Next unfolds a series of events that Maher describes as a “very public middle finger” to much of conservative Pakistan. Baloch records a Valentine’s Day message to Imran Khan, a prominent politician who’s now prime minister, after the president says the holiday is a Western concept and shouldn’t be celebrated. She promises a striptease if the national cricket team wins a championship against India. She takes suggestive photos with a Muslim cleric. Each stunt is more suggestive than the last. “Whatever you try and stop me from doing, I’ll do that even more,” Maher quotes Baloch as saying. Baloch gains hundreds of thousands of followers on Facebook, but the backlash is swift and brutal. She is called a slut and worse — and her life is threatened. No one listens when Baloch says she fears for her life.
Maher does not glorify her subject. At times, Baloch seems immature and attention-seeking; at others she is nervy and eloquent: "No one tells me, 'Qandeel you have gone to war against a society, against a kind of place where men think women are as lowly as their shoe. The kind of place where it's so common for a man to hit a woman, that if some man doesn't hit his wife, people call him beghairat [dishonorable].' Why don't people see that?" It's a refreshingly complicated portrait.

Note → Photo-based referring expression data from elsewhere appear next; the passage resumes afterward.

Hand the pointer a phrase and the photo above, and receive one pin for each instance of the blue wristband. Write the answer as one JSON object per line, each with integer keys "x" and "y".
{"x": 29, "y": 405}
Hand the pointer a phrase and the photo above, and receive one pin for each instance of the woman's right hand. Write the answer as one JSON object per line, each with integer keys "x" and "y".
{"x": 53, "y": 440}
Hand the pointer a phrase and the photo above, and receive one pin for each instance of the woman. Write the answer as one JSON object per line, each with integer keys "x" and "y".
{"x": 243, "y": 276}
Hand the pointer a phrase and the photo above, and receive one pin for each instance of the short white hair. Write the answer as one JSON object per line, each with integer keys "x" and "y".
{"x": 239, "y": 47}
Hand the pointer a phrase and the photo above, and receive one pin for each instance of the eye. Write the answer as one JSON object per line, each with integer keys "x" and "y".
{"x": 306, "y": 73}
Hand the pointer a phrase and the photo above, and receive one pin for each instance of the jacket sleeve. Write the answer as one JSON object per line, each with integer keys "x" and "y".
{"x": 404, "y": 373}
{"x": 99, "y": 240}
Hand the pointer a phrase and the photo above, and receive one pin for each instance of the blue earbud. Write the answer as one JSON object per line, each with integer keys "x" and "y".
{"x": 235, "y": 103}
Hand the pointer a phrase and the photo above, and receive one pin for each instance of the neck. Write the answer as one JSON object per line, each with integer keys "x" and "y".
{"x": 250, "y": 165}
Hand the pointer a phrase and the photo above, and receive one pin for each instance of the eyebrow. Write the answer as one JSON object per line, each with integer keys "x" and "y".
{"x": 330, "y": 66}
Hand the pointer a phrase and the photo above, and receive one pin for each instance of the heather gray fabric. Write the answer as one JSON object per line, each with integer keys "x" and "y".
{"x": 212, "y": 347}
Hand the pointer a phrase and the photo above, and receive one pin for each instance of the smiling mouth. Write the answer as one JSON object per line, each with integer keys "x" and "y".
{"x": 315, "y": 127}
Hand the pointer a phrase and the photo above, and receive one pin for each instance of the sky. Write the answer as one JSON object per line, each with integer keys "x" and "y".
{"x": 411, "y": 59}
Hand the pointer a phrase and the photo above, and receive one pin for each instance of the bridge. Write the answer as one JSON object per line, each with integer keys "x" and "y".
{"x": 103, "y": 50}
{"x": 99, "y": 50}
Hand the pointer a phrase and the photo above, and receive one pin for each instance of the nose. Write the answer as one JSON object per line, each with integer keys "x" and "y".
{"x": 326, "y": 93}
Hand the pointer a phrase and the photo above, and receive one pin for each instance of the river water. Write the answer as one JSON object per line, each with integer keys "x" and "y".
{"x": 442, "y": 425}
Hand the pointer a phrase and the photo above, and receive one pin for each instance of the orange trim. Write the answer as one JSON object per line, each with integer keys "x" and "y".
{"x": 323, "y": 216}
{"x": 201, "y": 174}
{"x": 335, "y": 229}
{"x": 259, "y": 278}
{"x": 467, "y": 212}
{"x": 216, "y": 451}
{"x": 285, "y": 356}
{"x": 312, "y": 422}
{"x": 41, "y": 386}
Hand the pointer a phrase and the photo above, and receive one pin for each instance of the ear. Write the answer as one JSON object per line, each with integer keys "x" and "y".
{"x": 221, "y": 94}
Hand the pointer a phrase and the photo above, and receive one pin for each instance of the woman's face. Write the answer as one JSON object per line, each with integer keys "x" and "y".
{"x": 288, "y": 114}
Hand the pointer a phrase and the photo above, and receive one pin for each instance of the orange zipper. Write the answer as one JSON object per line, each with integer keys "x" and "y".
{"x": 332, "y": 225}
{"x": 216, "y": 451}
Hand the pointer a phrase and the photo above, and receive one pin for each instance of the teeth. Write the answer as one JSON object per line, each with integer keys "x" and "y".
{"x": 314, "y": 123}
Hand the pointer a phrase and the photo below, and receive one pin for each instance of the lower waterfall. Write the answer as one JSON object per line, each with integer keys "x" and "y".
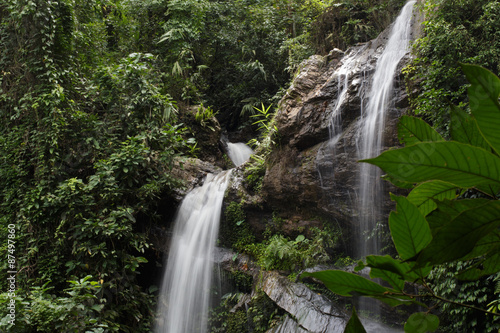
{"x": 184, "y": 298}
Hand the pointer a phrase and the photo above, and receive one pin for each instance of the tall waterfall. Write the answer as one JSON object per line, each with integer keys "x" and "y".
{"x": 184, "y": 294}
{"x": 372, "y": 128}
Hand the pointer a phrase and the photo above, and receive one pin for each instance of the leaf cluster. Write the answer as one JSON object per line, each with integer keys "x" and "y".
{"x": 434, "y": 225}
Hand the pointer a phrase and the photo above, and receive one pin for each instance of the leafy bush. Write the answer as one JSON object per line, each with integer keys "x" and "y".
{"x": 431, "y": 226}
{"x": 455, "y": 31}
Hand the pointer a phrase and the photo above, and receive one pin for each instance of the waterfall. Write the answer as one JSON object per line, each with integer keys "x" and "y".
{"x": 238, "y": 152}
{"x": 184, "y": 294}
{"x": 372, "y": 129}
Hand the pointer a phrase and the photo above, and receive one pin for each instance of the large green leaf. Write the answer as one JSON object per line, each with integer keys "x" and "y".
{"x": 413, "y": 130}
{"x": 456, "y": 239}
{"x": 404, "y": 271}
{"x": 483, "y": 97}
{"x": 424, "y": 195}
{"x": 421, "y": 322}
{"x": 449, "y": 209}
{"x": 349, "y": 284}
{"x": 463, "y": 128}
{"x": 354, "y": 325}
{"x": 409, "y": 229}
{"x": 457, "y": 163}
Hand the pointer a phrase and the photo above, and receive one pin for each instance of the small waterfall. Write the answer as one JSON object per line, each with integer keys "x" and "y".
{"x": 342, "y": 75}
{"x": 184, "y": 294}
{"x": 238, "y": 152}
{"x": 372, "y": 129}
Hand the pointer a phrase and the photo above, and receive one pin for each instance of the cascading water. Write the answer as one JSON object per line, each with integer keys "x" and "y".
{"x": 372, "y": 128}
{"x": 184, "y": 294}
{"x": 238, "y": 152}
{"x": 342, "y": 75}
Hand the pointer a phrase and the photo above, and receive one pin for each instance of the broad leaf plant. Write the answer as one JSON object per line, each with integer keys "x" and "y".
{"x": 434, "y": 224}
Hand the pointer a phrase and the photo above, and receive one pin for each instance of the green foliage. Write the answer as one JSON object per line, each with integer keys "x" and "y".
{"x": 203, "y": 115}
{"x": 283, "y": 254}
{"x": 447, "y": 230}
{"x": 354, "y": 324}
{"x": 79, "y": 308}
{"x": 347, "y": 22}
{"x": 87, "y": 142}
{"x": 455, "y": 31}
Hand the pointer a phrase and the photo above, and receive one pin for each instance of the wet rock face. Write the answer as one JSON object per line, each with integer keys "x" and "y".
{"x": 313, "y": 312}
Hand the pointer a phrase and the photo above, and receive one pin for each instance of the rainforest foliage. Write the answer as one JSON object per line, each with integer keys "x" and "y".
{"x": 451, "y": 216}
{"x": 92, "y": 93}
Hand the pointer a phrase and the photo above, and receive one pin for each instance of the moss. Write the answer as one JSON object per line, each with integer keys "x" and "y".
{"x": 237, "y": 322}
{"x": 242, "y": 281}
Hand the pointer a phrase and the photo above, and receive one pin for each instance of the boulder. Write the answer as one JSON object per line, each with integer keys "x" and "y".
{"x": 314, "y": 169}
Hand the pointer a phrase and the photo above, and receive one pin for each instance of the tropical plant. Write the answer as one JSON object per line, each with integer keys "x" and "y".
{"x": 436, "y": 224}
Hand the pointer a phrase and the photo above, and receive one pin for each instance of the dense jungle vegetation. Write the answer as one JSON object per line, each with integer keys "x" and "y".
{"x": 93, "y": 94}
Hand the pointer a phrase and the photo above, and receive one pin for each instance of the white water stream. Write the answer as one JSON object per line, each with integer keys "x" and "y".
{"x": 372, "y": 128}
{"x": 185, "y": 291}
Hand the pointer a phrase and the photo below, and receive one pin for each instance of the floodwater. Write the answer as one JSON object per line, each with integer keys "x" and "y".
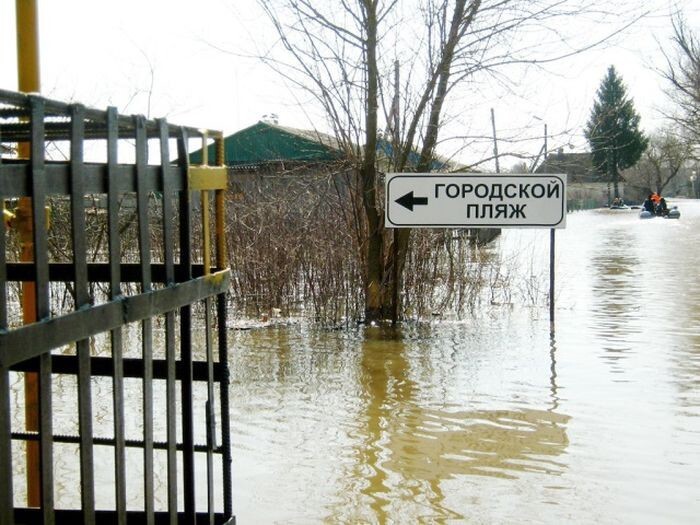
{"x": 488, "y": 419}
{"x": 492, "y": 418}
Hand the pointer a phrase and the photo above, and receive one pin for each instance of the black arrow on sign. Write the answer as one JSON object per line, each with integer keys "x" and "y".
{"x": 409, "y": 201}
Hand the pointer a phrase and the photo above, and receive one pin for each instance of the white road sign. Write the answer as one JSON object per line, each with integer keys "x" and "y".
{"x": 424, "y": 200}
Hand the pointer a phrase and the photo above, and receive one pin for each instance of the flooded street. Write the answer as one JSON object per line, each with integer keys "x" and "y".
{"x": 492, "y": 419}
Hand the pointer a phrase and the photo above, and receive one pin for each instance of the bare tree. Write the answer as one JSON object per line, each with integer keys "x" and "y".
{"x": 343, "y": 55}
{"x": 683, "y": 73}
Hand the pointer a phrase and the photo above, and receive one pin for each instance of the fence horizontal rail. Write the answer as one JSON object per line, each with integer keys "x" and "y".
{"x": 35, "y": 339}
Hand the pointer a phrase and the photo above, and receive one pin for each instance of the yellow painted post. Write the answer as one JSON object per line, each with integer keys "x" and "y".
{"x": 206, "y": 248}
{"x": 28, "y": 80}
{"x": 221, "y": 262}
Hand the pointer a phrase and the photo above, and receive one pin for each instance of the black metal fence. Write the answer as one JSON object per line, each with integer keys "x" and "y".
{"x": 130, "y": 244}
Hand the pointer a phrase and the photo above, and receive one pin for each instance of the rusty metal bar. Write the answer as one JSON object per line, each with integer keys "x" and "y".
{"x": 102, "y": 441}
{"x": 41, "y": 268}
{"x": 97, "y": 272}
{"x": 222, "y": 263}
{"x": 206, "y": 260}
{"x": 6, "y": 481}
{"x": 132, "y": 367}
{"x": 146, "y": 324}
{"x": 28, "y": 349}
{"x": 226, "y": 459}
{"x": 185, "y": 273}
{"x": 170, "y": 390}
{"x": 15, "y": 178}
{"x": 116, "y": 332}
{"x": 82, "y": 299}
{"x": 32, "y": 340}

Maher's portrayal of Pakistan, meanwhile, shows a place that is changing, but unevenly. Although men and women can go online and see just about anything, Maher writes, "they must remember one thing: they are still rooted here in the land of the pure." Maher describes Baloch's region, in south Punjab, as particularly conservative, even violent in its religious fervor. For women, "even a whiff of disrespect can get you killed," she writes. After Baloch's murder, national legislation was passed to tighten a loophole around honor killings, so that a family member can't pardon a killer. But Maher is skeptical. As one local reporter tells her: "To break the law is nothing at all. These laws can be written and rewritten. But the rules of our culture have been around for centuries."
A Woman Like Her takes detours from Baloch’s story, exploring a helpline for Pakistani women who face online harassment, the lives of other female models in Islamabad and the ephemeral nature of internet fame. Maher’s strongest section comes at the end, in her scathing indictment of the media. During Baloch’s life, TV hosts mocked and shamed her. In death, local journalists cheered her demise.
Maher’s book is both intimate and sweeping: It gives readers a deep sense of who Baloch was, about the world that created her, and why so many people couldn’t stop watching. Maher gives us no easy answers. But one takeaway is clear: In a place where worlds are colliding, and honor is on the line, it is often women who pay the price.